Город Лар (Lahr) расположен на окраине Шварцвальда — неподалеку течет Рейн, а погода в этих местах обычно гораздо лучше, чем в других регионах Германии. Глядя на эту идиллию, трудно себе представить, что когда-то это место напоминало окрестности Преисподней.

В середине 1990-х годов канадские войска покинули расположенную здесь военную базу, и немецкие власти приняли решение заселить опустевшие казармы иммигрантами. И Лар очень скоро превратился в этакий «маленький Казахстан», как его прозвали коренные жители. Потому что из 40 тысяч жителей каждый четвертый приехал в Германию из России.

Молодые люди, учившиеся в России в школах с углубленным изучением тех или иных дисциплин, попав в Германию, не зная языка, вынуждены были пойти в основные школы (школы низшего уровня в Германии, рассчитанные на 5-6-летнее обучение, после чего предполагается поступление в профессионально-техническое училище — прим. пер.). Это была не та жизнь, о которой они мечтали. В Лар моментально пришли наркомания, проституция и преступность. В 2003 году местные власти, наконец, забили тревогу. Мэр города сказал тогда, что на самом лишь два процента российских немцев не поддавались интеграции в общество. Но именно эти два процента превратили жизнь остальных в сущий ад. МВД «пошло навстречу требованиям жителей обеспечить их безопасность» и разместило в городе дополнительно 60 сотрудников полиции.

Пару месяцев назад Олеся Руди выставила свою кандидатуру на выборах в городской совет, который десять с небольшим лет назад взывал о помощи. Сегодня в городском совете, в котором когда-то преобладали алармистские настроения, говорят об удавшейся интеграции, а Олеся Руди строит новый офис для своей фирмы.

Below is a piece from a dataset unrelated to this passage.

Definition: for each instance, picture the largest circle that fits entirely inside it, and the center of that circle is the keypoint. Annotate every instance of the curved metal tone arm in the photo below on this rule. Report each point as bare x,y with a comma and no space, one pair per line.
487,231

Она приехала в Германию в 1992 году в возрасте десяти лет и попала в лагерь для мигрантов во Фридланде (Friedland). Она не знала ни слова по-немецки и была вынуждена пару лет проучиться в основной школе. Потом Олеся поступила в реальную школу (школа более высокого уровня, чем основная школа — прим. пер.), потом в гимназию. Затем она поступила в университет, проучилась пару лет в Германии, а потом уехала в США. Ее отец торговал подержанными автомобилями, перегонял их в Казахстан. Позднее дочь преобразовала его фирму в компанию по грузоперевозкам. Нельзя сказать, чтобы кто-то на этом, новом для них рынке, ждал их с распростертыми объятиями — конкуренция на нем очень велика. Но Руди готова предоставить своим клиентам надежность и своевременность перевозок — и это ее конкурентное преимущество.

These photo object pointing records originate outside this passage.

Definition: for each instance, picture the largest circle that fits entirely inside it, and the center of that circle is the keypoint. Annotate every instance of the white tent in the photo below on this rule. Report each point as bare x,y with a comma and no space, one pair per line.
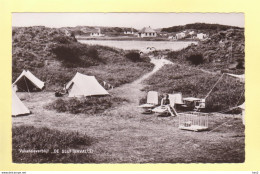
83,85
28,82
18,108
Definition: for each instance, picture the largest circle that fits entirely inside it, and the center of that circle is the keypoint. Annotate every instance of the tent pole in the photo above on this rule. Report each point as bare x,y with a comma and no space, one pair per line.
27,86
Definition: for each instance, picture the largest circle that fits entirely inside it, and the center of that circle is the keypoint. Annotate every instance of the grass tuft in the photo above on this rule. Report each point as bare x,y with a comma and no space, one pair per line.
31,138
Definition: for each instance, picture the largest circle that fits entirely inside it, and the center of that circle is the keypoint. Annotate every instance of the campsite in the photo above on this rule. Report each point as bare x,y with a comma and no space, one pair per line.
70,96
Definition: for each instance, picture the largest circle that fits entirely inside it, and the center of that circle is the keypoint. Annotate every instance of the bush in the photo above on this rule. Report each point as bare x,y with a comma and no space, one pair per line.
133,56
195,58
62,39
67,52
89,105
77,54
31,138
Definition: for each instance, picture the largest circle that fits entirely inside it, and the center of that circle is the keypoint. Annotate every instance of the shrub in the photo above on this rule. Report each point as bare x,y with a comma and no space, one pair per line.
67,52
195,58
61,39
133,56
88,105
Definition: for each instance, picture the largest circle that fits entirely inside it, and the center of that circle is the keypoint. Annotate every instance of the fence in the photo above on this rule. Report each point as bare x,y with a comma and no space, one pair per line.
193,122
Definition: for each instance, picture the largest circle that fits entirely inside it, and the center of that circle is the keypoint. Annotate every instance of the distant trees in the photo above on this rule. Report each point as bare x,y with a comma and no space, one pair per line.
198,26
133,56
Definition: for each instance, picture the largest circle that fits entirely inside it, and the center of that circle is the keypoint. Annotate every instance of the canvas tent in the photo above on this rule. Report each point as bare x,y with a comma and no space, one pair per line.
18,108
27,82
83,85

Она сидит за небольшим контейнером, на небе светит солнце. Раньше российские немцы жили в таких контейнерах. Теперь же этот железный ящик является лишь временным прибежищем ее компании — до тех пор, пока не будет построен новый офис. «Мы быстро выросли и должны теперь консолидироваться и перевести дух», говорит Олеся Руди. Она замужем, у нее есть ребенок и свой бизнес — она добилась успеха. Но она знает и такие примеры, когда люди боролись с незнакомым для себя языком и отступили, и в конечном итоге опустились на самое «дно». А некоторые не смогли смириться с тем, что в России их считали немцами, а в Германии русскими. Олеся Руди говорит: «Я была рада этому — для меня это стало лишь преимуществом, потому что я знакома с менталитетом и русских, и немцев».

Когда она приехала в Германию, правительство организовывало различные программы поддержки, языковые курсы и т. д. В 1989 году Немецкий спортивный союз начал реализацию программы «Займись спортом вместе с переселенцами». Цель этой программы была благая, но возникало ощущение, что речь при этом шла о какой-то кучке маргиналов, члены которой были вынуждены как бы просить коренных жителей принять их в свои ряды.

Сегодня муж Олеси Руди заседает в совете управляющих спортивным клубом, а ее компания является его спонсором — логотип фирмы украшает футболки игроков.